Overactive Bladder (OAB, atau kelainan ginjal hiperaktif) merupakan satu dari tiga penyakit umum pada perempuan (selain keputihan dan kanker payudara). Penyakit yang membuat perempuan berkemih lebih dari normal, yakni lebih dari delapan kali dalam 24 jam di luar waktu tidur ini, tak bisa disembuhkan dan tidak diketahui jelas penyebabnya.
Namun begitu, OAB atau nama populernya "beser", bisa dicegah dan diperbaiki kondisinya. Sejumlah faktor risiko juga perlu dikenali perempuan agar lebih sadar sejak dini terhadap penyakit yang menimbulkan masalah psikis, sosial, bahkan seksual ini.

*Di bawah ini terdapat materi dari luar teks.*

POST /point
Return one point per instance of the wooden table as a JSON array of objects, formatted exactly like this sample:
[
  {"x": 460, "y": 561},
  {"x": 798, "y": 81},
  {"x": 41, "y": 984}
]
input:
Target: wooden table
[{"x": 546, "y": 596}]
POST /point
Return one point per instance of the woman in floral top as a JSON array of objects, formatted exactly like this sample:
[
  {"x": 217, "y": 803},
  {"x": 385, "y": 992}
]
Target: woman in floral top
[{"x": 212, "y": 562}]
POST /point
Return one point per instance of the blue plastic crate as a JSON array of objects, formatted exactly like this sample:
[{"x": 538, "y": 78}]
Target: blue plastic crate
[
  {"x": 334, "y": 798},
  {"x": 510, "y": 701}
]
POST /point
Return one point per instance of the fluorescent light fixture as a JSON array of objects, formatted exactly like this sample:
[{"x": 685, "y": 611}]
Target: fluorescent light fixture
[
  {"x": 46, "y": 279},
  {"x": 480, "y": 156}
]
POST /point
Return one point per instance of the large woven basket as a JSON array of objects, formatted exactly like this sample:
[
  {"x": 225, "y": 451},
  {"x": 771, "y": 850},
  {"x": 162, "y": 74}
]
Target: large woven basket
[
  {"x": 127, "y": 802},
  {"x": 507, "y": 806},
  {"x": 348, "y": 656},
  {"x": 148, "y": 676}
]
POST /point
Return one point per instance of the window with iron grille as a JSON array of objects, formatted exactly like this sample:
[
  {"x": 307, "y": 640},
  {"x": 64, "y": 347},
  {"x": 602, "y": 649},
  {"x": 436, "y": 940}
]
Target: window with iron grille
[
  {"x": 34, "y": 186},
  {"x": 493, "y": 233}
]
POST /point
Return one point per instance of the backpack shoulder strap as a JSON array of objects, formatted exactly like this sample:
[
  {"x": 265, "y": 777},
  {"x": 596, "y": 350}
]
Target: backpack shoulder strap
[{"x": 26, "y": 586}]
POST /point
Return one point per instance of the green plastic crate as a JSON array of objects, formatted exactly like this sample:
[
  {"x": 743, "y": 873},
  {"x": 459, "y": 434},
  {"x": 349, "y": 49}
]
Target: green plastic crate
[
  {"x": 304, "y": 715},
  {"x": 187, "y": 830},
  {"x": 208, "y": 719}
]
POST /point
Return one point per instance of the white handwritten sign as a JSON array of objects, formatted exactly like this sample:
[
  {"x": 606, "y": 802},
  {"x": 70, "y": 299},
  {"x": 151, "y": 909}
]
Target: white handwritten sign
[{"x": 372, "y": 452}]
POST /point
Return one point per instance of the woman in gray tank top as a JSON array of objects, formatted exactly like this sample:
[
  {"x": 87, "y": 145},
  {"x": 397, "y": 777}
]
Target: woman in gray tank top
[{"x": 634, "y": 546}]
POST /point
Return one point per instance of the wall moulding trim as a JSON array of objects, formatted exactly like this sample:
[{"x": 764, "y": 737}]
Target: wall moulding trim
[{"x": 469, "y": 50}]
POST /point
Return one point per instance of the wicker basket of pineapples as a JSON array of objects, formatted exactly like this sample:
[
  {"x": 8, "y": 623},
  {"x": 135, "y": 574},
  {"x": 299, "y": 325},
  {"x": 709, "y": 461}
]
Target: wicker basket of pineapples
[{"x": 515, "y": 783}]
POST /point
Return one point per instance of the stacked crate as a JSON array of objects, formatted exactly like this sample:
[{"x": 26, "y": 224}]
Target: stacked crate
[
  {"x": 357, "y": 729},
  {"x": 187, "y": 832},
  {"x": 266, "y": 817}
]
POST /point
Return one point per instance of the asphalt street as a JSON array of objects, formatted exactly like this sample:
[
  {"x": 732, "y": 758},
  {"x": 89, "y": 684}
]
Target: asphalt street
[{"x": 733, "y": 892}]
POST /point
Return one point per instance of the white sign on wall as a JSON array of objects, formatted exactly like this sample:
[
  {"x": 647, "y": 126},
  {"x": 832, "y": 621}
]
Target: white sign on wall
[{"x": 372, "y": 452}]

Dokter spesialis obstetri dan ginekologi, dr Budi Iman Santoso, SpOG (K) menyebutkan, faktor risiko OAB di antaranya adalah obesitas, kurang aktivitas fisik, diabetes, merokok, senang minuman bersoda, riwayat infeksi saluran kemih, riwayat pengangkatan rahim, persalinan, atau gangguan prostat jika pada pria.
"OAB atau sering buang air kecil merupakan penyakit dengan kumpulan gejala, yakni urgensi, frekuensi, nokturia," papar dr Budi di sela kegiatan Healthy Chit Chat dari Pfizer Woman Care di Jakarta, Sabtu (21/8/2010) lalu.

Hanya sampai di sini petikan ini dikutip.